Hello again! Rare snowy owl spotted this morning in Kitty Hawk

Snowy owl perched on a pickup trucks equipment rack along the Beach Road at mile post 4 in Kitty Hawk on Jan. 19, 2022. [photo courtesy Connie Marcy]

It’s the rarest of feathered visitors to the Outer Banks, the Ocracoke Observer’s Peter Vankevich wrote a few years ago, and for a second straight January another one has returned. A snowy owl, far out if its normal northern range, was spotted this morning in Kitty Hawk.

Connie Marcy was staying at her family’s house, “McGee’s Sea Dream” at mile post 4 on the Beach Road when her niece Lexy’s 5-year-old son spotted the snowy owl sitting on the equipment rack on their next door neighbor’s pickup truck.

“I took one picture from the middle deck of the house and Lexy took the other one from her car window,” Marcy said. “They were almost late to school because of it! We felt really blessed to see it!”

Snowy owl perched on a pickup truck’s equipment rack along the Beach Road at mile post 4 in Kitty Hawk on Jan. 19, 2022. [photo courtesy Connie Marcy]

Snowy owls generally live in the far north near the North Pole, and winter in southern Canada and the northern United States. About every four years they travel south well outside their normal range in a phenomena called “irruption,” the U.S. Fish and Wildlife Service says.

For reasons not understood, snowy owls have been “irrupting” more often in recent years.

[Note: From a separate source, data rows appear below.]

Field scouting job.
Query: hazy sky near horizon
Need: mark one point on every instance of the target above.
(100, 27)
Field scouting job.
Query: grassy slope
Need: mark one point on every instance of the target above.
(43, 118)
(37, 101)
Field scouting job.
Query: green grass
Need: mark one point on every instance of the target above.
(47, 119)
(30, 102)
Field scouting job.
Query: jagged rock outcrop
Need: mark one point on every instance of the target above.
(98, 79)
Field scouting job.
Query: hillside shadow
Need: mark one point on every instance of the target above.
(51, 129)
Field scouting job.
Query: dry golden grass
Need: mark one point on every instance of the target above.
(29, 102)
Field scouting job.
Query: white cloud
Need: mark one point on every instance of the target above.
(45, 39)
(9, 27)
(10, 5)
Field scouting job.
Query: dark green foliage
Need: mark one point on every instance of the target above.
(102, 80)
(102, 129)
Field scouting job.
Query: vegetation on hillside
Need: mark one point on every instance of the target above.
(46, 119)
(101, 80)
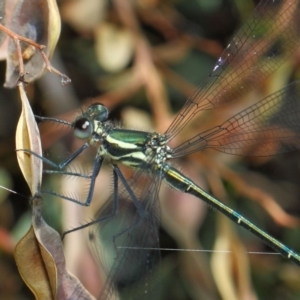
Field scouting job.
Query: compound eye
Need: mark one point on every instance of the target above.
(83, 128)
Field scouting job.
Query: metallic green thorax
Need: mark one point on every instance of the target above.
(136, 149)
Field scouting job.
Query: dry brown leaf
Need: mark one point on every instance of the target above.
(231, 270)
(28, 138)
(38, 20)
(83, 17)
(114, 47)
(41, 262)
(2, 20)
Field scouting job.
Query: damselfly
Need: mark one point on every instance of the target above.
(245, 63)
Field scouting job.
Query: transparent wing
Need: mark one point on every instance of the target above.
(273, 124)
(265, 41)
(125, 242)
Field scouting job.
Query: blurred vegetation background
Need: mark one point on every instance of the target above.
(142, 59)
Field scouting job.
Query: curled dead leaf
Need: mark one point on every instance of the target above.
(39, 21)
(28, 138)
(41, 262)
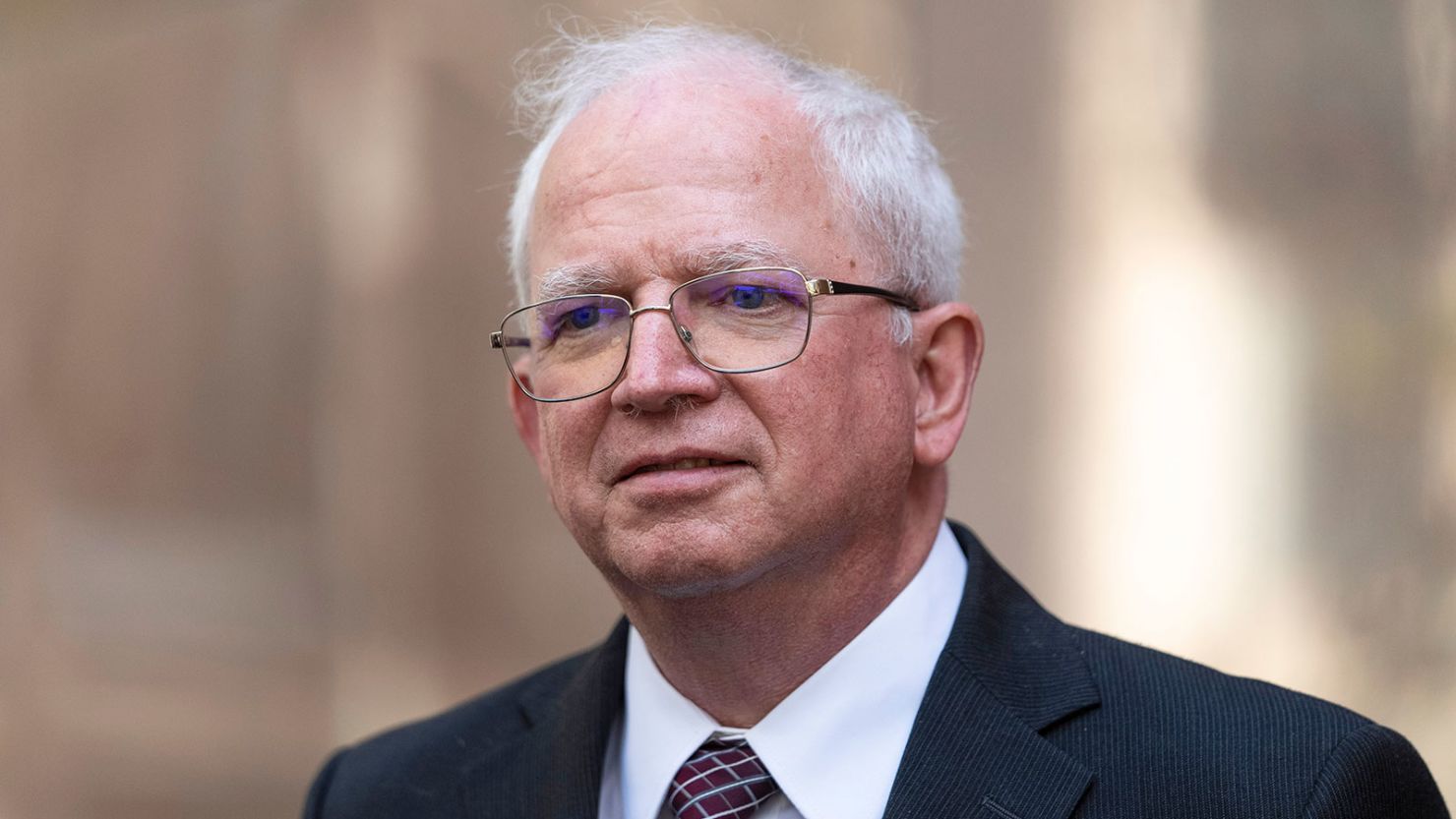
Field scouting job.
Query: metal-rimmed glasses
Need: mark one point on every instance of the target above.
(742, 321)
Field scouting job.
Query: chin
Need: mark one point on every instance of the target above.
(680, 566)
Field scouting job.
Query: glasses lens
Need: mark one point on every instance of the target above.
(567, 348)
(745, 321)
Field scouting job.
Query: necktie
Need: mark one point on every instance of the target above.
(722, 780)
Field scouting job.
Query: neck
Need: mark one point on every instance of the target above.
(739, 654)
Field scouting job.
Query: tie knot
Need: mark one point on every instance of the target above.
(722, 780)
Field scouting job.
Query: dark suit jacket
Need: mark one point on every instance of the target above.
(1024, 718)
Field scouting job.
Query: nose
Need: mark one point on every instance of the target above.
(661, 374)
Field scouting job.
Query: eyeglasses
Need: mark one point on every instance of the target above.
(743, 321)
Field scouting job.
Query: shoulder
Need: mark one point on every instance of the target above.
(1167, 728)
(414, 770)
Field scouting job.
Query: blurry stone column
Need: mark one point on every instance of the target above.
(1332, 142)
(360, 128)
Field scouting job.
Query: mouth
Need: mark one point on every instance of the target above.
(677, 464)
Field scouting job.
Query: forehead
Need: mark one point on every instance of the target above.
(674, 161)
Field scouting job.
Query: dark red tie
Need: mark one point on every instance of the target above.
(722, 780)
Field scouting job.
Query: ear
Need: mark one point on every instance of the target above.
(527, 418)
(948, 342)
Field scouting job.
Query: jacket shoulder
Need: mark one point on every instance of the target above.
(414, 770)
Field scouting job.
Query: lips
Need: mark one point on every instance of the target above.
(676, 463)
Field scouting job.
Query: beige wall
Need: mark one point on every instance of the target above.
(260, 494)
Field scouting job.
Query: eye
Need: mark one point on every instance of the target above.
(582, 318)
(747, 297)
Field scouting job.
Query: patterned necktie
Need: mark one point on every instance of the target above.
(722, 780)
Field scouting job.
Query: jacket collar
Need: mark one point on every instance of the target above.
(1007, 673)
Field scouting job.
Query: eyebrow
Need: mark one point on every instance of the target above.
(573, 279)
(746, 254)
(594, 276)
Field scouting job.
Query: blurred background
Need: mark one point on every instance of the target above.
(260, 492)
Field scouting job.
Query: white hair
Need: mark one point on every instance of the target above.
(887, 172)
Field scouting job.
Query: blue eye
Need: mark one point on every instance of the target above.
(747, 297)
(584, 318)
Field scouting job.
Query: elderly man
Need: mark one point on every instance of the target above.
(742, 372)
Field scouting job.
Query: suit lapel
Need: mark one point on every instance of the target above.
(1007, 673)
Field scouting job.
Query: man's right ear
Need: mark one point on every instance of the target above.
(527, 418)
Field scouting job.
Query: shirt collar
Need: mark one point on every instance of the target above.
(833, 743)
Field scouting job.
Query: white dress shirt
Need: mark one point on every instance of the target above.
(833, 743)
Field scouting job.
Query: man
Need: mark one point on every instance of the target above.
(742, 372)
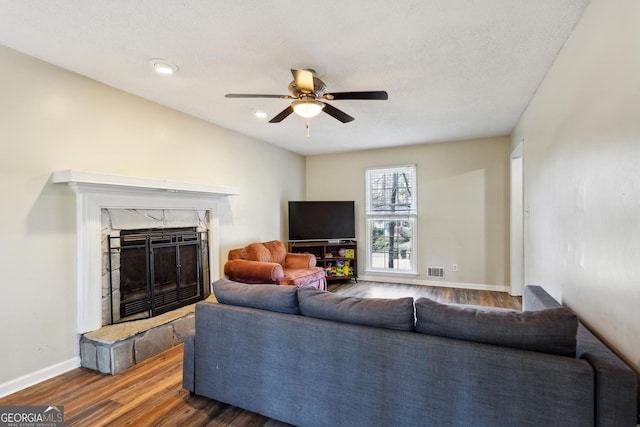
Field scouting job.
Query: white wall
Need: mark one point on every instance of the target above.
(582, 175)
(463, 204)
(51, 119)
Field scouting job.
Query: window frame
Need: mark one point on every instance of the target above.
(408, 214)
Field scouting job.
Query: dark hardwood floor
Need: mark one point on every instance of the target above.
(151, 394)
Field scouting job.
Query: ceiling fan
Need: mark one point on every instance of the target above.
(309, 96)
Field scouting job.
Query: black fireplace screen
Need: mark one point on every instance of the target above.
(159, 270)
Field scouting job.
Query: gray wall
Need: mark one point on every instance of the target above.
(581, 136)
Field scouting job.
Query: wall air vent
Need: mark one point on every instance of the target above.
(435, 272)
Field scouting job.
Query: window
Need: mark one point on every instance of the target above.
(391, 219)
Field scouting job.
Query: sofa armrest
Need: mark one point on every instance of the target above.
(616, 383)
(246, 271)
(299, 261)
(188, 365)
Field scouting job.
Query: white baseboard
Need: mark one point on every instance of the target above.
(440, 283)
(38, 376)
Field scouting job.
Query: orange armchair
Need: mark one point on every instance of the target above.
(269, 262)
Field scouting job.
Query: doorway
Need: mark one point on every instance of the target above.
(517, 222)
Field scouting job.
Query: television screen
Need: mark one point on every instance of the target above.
(321, 220)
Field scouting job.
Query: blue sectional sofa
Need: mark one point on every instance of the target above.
(312, 358)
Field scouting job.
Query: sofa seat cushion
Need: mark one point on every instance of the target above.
(301, 276)
(382, 313)
(282, 299)
(551, 330)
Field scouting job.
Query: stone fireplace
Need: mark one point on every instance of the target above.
(108, 206)
(154, 261)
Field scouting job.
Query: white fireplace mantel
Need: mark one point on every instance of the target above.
(97, 191)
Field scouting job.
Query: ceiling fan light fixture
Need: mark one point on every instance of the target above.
(307, 108)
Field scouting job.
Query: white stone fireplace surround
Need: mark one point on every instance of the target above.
(97, 191)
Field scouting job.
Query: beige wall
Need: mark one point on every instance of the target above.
(51, 119)
(581, 136)
(463, 204)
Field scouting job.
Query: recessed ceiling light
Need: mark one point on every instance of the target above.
(163, 67)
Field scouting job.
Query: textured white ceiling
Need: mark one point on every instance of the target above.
(454, 69)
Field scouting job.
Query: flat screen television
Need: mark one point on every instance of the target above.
(321, 220)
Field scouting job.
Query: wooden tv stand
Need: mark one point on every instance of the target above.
(330, 257)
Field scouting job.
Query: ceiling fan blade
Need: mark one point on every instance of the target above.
(375, 94)
(254, 95)
(282, 115)
(338, 114)
(304, 80)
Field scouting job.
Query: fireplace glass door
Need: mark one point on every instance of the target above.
(159, 271)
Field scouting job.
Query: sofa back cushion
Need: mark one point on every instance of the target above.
(382, 313)
(282, 299)
(548, 331)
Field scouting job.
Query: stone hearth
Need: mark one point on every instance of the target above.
(114, 348)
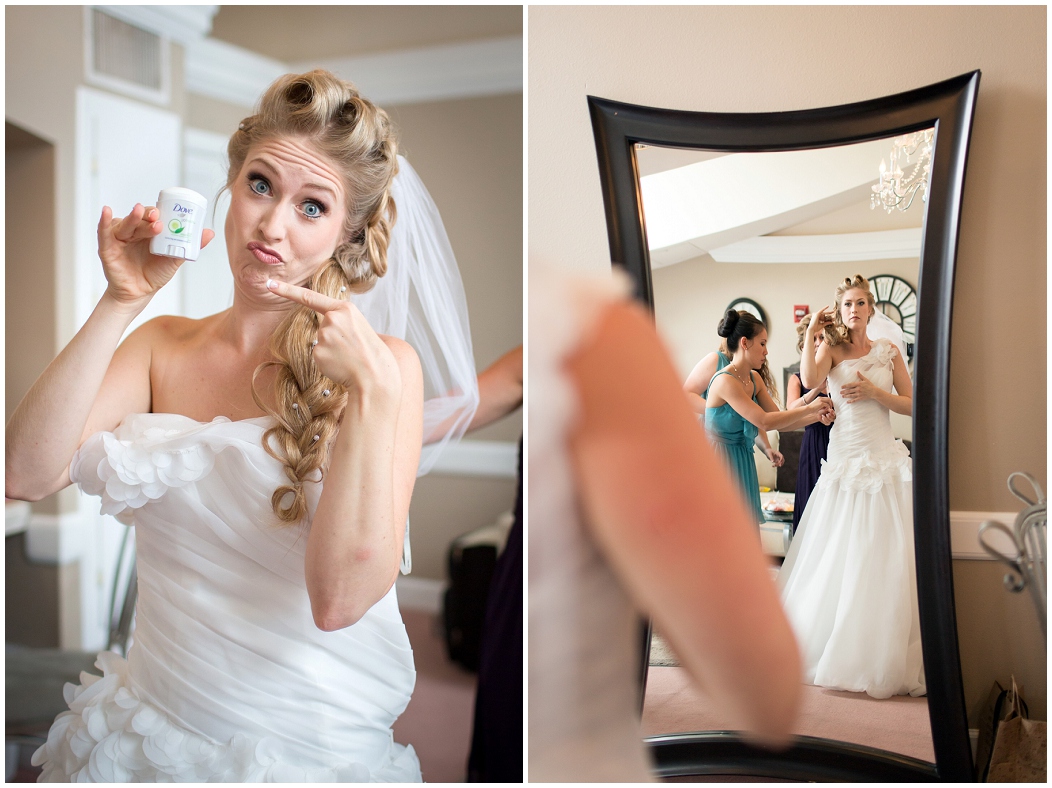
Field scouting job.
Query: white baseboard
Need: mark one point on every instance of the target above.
(488, 459)
(422, 594)
(56, 539)
(965, 534)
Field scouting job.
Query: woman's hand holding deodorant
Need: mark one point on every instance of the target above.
(135, 249)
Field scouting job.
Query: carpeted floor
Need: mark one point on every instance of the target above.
(438, 720)
(673, 704)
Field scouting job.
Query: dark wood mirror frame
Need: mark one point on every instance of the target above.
(949, 106)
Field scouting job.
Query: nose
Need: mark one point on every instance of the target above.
(271, 225)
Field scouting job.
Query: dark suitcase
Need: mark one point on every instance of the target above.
(472, 559)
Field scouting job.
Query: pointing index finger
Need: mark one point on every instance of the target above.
(317, 301)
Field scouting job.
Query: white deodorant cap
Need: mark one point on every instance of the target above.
(182, 214)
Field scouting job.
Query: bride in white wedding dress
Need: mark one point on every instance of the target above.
(849, 580)
(266, 457)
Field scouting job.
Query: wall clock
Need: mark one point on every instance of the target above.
(752, 307)
(897, 299)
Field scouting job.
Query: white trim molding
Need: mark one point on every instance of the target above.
(965, 534)
(420, 593)
(487, 67)
(486, 459)
(57, 539)
(179, 23)
(227, 73)
(841, 247)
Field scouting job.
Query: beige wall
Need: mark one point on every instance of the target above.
(35, 67)
(468, 152)
(766, 59)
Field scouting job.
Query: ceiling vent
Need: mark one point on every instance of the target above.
(126, 59)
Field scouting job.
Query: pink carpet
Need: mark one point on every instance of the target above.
(438, 721)
(674, 704)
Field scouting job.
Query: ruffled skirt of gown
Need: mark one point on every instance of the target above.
(849, 583)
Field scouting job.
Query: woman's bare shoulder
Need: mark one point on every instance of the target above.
(404, 354)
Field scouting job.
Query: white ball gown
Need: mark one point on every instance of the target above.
(849, 580)
(228, 679)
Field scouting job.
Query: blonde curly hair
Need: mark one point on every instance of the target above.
(359, 139)
(836, 332)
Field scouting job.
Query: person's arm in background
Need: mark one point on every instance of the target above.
(666, 514)
(699, 381)
(500, 389)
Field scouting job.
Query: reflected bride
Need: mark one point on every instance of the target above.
(849, 582)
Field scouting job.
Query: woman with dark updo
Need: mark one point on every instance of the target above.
(737, 404)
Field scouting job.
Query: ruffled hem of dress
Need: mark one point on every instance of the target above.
(869, 471)
(112, 735)
(148, 455)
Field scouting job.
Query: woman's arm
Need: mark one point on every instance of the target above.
(500, 389)
(699, 380)
(93, 383)
(796, 398)
(863, 388)
(355, 546)
(726, 388)
(762, 441)
(664, 511)
(814, 366)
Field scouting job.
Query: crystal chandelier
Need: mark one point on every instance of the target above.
(896, 189)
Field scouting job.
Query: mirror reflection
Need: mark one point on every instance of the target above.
(786, 286)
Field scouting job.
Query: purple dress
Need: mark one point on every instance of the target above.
(812, 451)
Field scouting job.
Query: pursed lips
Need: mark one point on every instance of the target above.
(264, 254)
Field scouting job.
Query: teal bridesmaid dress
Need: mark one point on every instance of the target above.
(732, 437)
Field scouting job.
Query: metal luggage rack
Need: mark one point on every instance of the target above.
(1028, 566)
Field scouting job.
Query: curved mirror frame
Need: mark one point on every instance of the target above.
(949, 106)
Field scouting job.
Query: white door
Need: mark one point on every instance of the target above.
(126, 153)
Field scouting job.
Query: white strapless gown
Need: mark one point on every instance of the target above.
(849, 580)
(228, 679)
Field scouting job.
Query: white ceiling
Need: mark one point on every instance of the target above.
(789, 206)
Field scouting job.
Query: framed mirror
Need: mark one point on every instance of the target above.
(772, 210)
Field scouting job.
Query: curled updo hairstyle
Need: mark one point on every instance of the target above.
(739, 325)
(358, 138)
(836, 332)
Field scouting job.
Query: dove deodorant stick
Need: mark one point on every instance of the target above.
(182, 216)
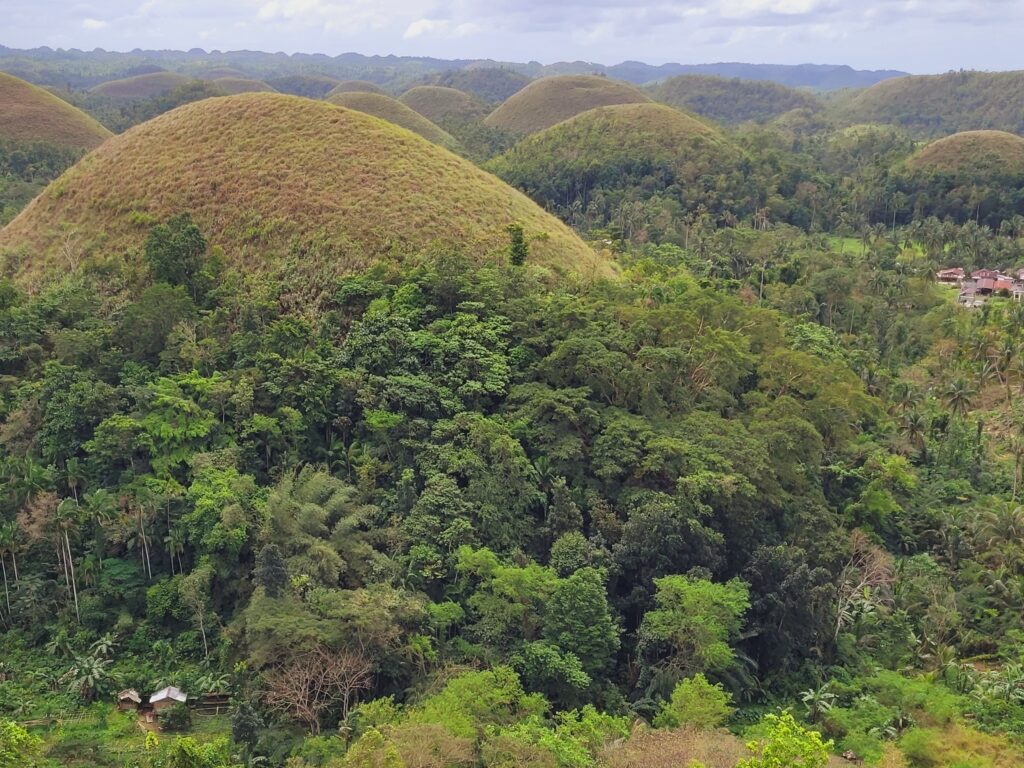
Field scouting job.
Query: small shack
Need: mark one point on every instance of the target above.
(164, 699)
(129, 700)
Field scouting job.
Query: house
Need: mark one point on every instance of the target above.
(129, 700)
(165, 698)
(951, 275)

In fact, a few spent several winters on Ocracoke Island and were spotted around Cape Hatteras between 2014 and 2017, with their time here well documented by the the Ocracoke Observer.

Then last year, there were multiple well documented sightings from Pea Island National Wildlife Refuge to Ocracoke to Cape Lookout National Seashore well into March.

Since their normal range is far north and there are far fewer people living nearby, the snowy owl isn’t really used to seeing us. But humans flock for a rare sighting of the beautiful white bird when one is around. We, however, need to give the owl distance and respect.

But with this latest sighting, we expect there will likely be more cool photos and videos in the coming weeks.